The PFGE has been useful and accurate for tracking contamination sources, allowing the identification of Salmonella persistence, cross contamination, and distribution in swine production and pork processing [22,28,29,34,37]. Herein, the PFGE results demonstrate the possible role of the farm environment and feed supply in the dissemination of Salmonella spp. along the production chain (Figure 1), as revealed by previous studies [9,38]. Interestingly, isolates obtained from different nurseries and different pig finishing farms (feces and environment) and isolates from the slaughterhouse (environment, jowls, mesenteric lymph nodes) shared identical genetic profiles, as observed in clusters I and II (Figure 1). This might indicate cross-contamination or possible contamination from the same source in the nurseries, farms, or slaughterhouse.
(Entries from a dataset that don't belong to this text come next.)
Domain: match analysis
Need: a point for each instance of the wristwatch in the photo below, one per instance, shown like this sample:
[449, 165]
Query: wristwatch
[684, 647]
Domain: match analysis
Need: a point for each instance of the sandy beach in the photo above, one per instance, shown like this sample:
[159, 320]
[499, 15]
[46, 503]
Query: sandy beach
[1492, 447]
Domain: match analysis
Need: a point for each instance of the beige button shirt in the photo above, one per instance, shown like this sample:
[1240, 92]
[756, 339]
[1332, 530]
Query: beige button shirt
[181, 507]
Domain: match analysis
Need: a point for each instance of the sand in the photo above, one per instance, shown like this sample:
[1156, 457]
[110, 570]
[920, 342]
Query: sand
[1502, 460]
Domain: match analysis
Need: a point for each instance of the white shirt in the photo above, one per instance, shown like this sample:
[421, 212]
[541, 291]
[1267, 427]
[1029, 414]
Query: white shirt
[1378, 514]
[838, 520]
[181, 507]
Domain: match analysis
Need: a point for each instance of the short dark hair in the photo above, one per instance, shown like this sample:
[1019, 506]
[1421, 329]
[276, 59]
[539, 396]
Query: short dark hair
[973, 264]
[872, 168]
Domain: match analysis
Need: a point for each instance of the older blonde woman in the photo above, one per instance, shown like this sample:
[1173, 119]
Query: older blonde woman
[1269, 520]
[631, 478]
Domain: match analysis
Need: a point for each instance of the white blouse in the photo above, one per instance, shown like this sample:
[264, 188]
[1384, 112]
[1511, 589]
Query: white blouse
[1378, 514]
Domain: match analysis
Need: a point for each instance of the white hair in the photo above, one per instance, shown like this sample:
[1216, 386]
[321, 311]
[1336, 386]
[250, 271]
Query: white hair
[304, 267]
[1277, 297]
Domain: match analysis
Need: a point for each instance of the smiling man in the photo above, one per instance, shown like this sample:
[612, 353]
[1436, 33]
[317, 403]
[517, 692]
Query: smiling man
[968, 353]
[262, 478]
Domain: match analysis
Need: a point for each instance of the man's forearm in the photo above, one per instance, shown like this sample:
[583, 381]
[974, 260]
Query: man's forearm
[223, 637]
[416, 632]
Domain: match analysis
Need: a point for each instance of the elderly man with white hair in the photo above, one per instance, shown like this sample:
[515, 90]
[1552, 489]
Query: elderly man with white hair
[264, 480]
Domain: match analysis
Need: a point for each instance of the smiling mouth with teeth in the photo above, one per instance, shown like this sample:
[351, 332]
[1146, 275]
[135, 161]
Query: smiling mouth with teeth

The present study identified critical contamination points in the pig production chain in southern Brazil including feed supply, which may have contributed to the Salmonella introduction or maintenance in the pig barn environment. The isolates exhibiting an identical genetic profile isolated from different sources and farms revealed the spread of Salmonella in Parana State. In addition, Salmonella isolated from the same lots exhibiting different PFGE profiles demonstrated that the animals were exposed to a diversity of Salmonella throughout their life (Figure 1).
3. Materials and Methods
3.1. Sampling
Six pig lots were selected in three different farms located in Paraná State, southern Brazil. The lot selection criterion enables sampling during breeding (piglet production and pig finishing) and slaughtering steps, at 10 day intervals (day 0 to day 150). The piglet lots were selected on the birth date and each lot was sampled throughout the nurseries (maternity and piglet barns), pig finishing farms (pig barns), and slaughterhouses (environment and carcasses), resulting in a total of 1568 samples.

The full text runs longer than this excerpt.